Since there is no trace that this type of sound is part of the original phonetical stock of the Indo-European languages, it must therefore be part of the stock of another language, with which Sanskrit came into close enough contact slowly to assimilate some of the features carried in its sap. Without doubt this stock must be the Dravidian language family, in which the phoneme is a traceably original feature and for which there is ample evidence that the presence of its various representatives in the Indian subcontinent precedes that of Sanskrit. The main intention of this article is to point out that this process, by which a migrating language is grafted on the stock of a native language and thus may adopt some of its features, is by no means uncommon and finds parallels throughout the history of civilisation, which is essentially a story of us being on the move.

A considerable number of the world’s languages are today spoken on and, in our mind, linked by deep-reaching roots to a soil from which they ultimately have not sprung. English is the prime example. What is the native country of English? Well, England, if names mean anything at all. Many more countries, where English is a so called native language, will readily spring to mind.

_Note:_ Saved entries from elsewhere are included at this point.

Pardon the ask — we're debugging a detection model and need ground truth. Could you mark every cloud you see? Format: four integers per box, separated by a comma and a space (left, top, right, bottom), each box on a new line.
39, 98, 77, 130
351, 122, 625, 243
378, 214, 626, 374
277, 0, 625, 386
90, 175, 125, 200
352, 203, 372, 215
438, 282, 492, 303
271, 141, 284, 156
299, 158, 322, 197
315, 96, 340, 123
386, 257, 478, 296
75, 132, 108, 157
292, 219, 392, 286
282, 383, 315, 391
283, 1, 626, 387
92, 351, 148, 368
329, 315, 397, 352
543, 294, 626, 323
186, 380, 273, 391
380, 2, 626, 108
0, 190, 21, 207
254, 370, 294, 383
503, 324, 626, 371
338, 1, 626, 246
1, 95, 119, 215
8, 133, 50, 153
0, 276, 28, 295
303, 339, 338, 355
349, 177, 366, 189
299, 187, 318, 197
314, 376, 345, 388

But, historically speaking, the language is neither native to the British Isles, a fact often forgotten because the Germanic migrations, which brought it there from the north of Germany, go very far back in time, nor, as we all know from our history classes, is it native to the American continent, where it was first introduced by intrepid Elizabethans looking for an exciting new life in a new world, or, for that matter, to Australia, New Zealand and South Africa. In all these countries the so familiar language English has grown on stocks belonging, for the most part, to entirely unrelated and now often nearly forgotten linguistic species, such as Maori in New Zealand, the multitude of Aboriginal languages of Australia, the Native American languages of North America and the Celtic languages of the British Isles. The influence of these languages on English is very difficult to measure, primarily because English itself has had such a dramatic history of successive colonisations, during which it has probably undergone more change than any other language on earth, but also because for the most part, apart from the initial Germanic colonisation of England, the contact happened at such a late stage in the development of English that it was no longer prone to extensive influence reaching beyond a word here and there.

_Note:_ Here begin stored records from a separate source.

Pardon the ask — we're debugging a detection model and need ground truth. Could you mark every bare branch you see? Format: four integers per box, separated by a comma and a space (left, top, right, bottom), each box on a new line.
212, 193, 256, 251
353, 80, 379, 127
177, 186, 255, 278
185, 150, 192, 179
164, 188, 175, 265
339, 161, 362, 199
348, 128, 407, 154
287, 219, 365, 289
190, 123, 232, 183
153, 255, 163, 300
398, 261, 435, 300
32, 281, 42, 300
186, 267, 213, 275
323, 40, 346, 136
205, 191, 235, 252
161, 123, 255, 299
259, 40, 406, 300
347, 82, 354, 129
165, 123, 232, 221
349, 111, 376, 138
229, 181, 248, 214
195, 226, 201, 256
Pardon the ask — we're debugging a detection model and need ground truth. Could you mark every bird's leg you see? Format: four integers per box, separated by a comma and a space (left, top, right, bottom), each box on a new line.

English is not alone in being a language that grew up in exile. Spanish and French have, just as English, grown on originally celtic soil. And, surprisingly, even all of the great classical languages have deep cultural links with a country in which they originally were immigrants. Latin has displaced an earlier, non-Indo-European language called Etruscan, about which very little is known. Greek speaking people and their characteristic culture only appeared in Greece after 2000 BC. Before their arrival, Greece was inhabited by another, also non-Indo-European speaking people, whose only traces are fragments of pottery and a distinctive non-Indo-European suffix –nthos adopted by Greek as part of equally foreign words. This suffix features especially in names for plants and animals, e.g. sminthos, the mouse, or hyakinthos, hyacinth, but also in the names of towns, e.g. Korinthos, Corinth, and even in the epic word for bathtub: asaminthos. Finally, Hittite, the oldest of all Indo-European languages as far as its attestation in writing goes, contains a large number of non-Indo-European words in its vocabulary, which must have been growing on the soil of Anatolia long before the mighty chariot-riding immigrants first set foot on it and slowly started assimilating them into their own very different language. There is no reason to doubt that Sanskrit adopted the non-Indo-European retroflex phonemes in exactly the same way as Hittite adopted many non-Indo-European words, or as Greek adopted a distinctively non-Indo-European suffix attached to distinctively non-Indo-European words, or as English amassed the staggering 800,000 odd words of its vocabulary: mementoes of the great road trip of civilisation.